Luiz Fernando Valladão – Advogado, Professor Universitário, Coordenador e Coautor do Livro “Divórcio” (ed. Del Rey).
A partir de 2010, com o advento da Emenda Constitucional 66, eliminou-se do Direito Brasileiro o instituto da separação. Isso significa que, desde então, o casal não precisa se submeter a duas etapas – separação e divórcio. Basta que o casal obtenha o divórcio, para que seja colocado fim ao casamento e à sociedade conjugal, inclusive sob o aspecto patrimonial, estando livres também, sob o aspecto jurídico e formal, para novos relacionamentos.
Esta tendência à desburocratização encontrou um ponto de impulso em 2007, com a Lei 11.441, a qual permitiu o divórcio em Cartório (sem a intervenção judicial), por meio de simples escritura fiscalizada pelo Tabelião e pelos Advogados dos interessados, desde que não existam filhos menores ou incapazes do casal.
É evidente que esta eliminação de formalidades não objetiva estimular o fim dos relacionamentos de afeto.
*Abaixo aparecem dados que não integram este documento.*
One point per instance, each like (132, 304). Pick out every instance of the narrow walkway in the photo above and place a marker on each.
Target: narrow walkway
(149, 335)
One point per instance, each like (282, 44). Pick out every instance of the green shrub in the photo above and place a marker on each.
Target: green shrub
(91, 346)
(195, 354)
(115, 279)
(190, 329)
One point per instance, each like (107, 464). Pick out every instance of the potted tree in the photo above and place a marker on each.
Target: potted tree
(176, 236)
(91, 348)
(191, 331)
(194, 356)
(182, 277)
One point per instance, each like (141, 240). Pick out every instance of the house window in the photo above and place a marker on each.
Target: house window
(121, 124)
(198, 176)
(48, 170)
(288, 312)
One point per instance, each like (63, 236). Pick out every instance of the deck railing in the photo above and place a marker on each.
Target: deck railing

Muito pelo contrário, acredita-se que todos, inclusive o legislador, querem que os casamentos resultem, em benefício dos cônjuges, na paz espiritual prometida. Porém, a vida é dinâmica e os valores ostentados pelas pessoas são diferentes. E, neste contexto, as rupturas conjugais são inevitáveis. É óbvio que compete aos Advogados, em contato com o casal, buscarem a reconciliação, mas, se isto não acontecer, o ideal é que este período tumultuado da vida dos cônjuges seja rápido e menos traumático possível.
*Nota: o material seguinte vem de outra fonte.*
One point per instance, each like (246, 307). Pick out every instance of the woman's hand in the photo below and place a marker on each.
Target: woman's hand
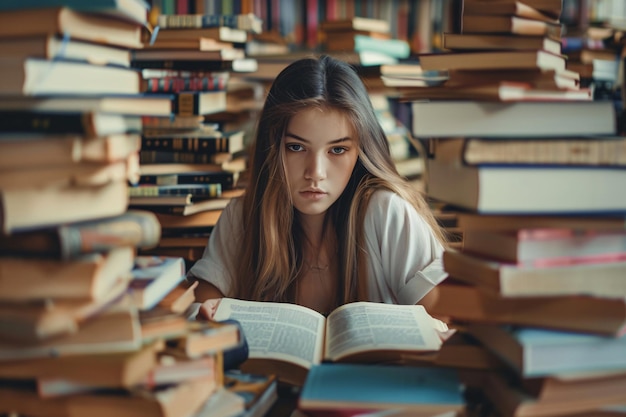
(208, 308)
Por isto mesmo a eliminação da separação e a possibilidade de divórcio desburocratizado, por meio de Cartório, em situações mais simples, significam um avanço para estas pessoas. E o mais importante: o fim da separação significou a eliminação da insuportável e irracional discussão, antes imposta pela lei, sobre a culpa dos cônjuges pelo insucesso do casamento. Sim, até pouco tempo atrás, fazia-se imprescindível que um cônjuge atribuísse ao outro a culpa pela separação, o que gerava uma infeliz e inócua “lavação de roupa suja”, circunstância que inviabilizava qualquer reconciliação ou espécie de acordo, além de traumatizar os filhos do casal. Por isto, repita-se, em boa hora entrou em vigor a Emenda Constitucional 66/2010.
Acontece que, na contramão do que motivou a referida alteração da Constituição Federal, tramita no Congresso Nacional o Projeto de Lei 5432/13, do deputado Takayama (PSC-PR). O referido parlamentar pretende, agora, reinstaurar a discussão sobre a culpa pelo fim do relacionamento, no âmbito do processo de Divórcio. E, além disto, quer que aquela simples escritura de Divórcio (para os casos de ausência de filhos menores ou incapazes) seja homologada pelo Promotor de Justiça.
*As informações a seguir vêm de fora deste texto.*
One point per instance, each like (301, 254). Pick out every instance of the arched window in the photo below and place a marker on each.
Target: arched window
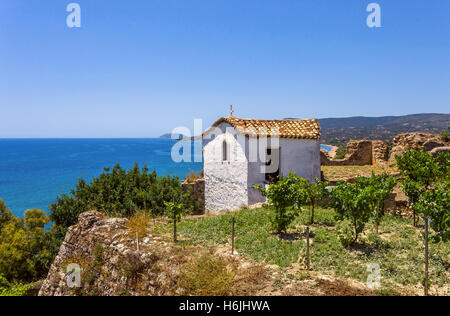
(224, 151)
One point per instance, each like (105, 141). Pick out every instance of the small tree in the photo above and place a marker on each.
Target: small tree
(312, 193)
(353, 203)
(420, 170)
(377, 189)
(281, 196)
(430, 177)
(174, 211)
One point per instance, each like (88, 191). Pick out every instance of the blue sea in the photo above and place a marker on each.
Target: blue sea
(34, 171)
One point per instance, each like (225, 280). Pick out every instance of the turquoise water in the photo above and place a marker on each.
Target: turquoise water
(34, 171)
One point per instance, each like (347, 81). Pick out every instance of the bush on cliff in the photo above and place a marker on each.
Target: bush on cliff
(27, 249)
(120, 193)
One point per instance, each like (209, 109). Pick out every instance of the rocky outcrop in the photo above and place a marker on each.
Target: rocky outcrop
(436, 151)
(113, 263)
(419, 141)
(110, 264)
Ora, a experiência tem revelado que a tal discussão sobre a culpa traz uma eternização insuportável a estes processos da área de Família, fazendo-os muito mais passionais do que práticos ou jurídicos. De outro lado, se a culpa pelo fim do relacionamento envolver um fato muito grave (como é a hipótese de agressão física), nada impede que o cônjuge prejudicado se valha da ação de indenização ou mesmo de medidas próprias do processo penal. O que não se justifica, contudo, é atrelar a culpa ao processo de divórcio, tornando o longo e fazendo uma constante a infelicidade dos ex-cônjuges.
De outro lado, se não há interesses de menores ou incapazes, nada justifica a interferência do Ministério Público num divórcio, pois a formalização do mesmo, em casos tais, fica restrita às decisões e valores dos cônjuges. Ademais, o Tabelião e, sobretudo o advogado, indispensável que é à Administração da Justiça (art. 133 CF), saberão orientar o casal da melhor maneira, inclusive no tocante à tentativa de eventual manutenção do vínculo afetivo e conjugal.
É preciso, enfim, que o nosso Poder Legislativo esteja atento à realidade dos fatos e da vida, não produzindo, portanto, normas que a contrariem. Enquanto isto, compete à sociedade ficar atenta!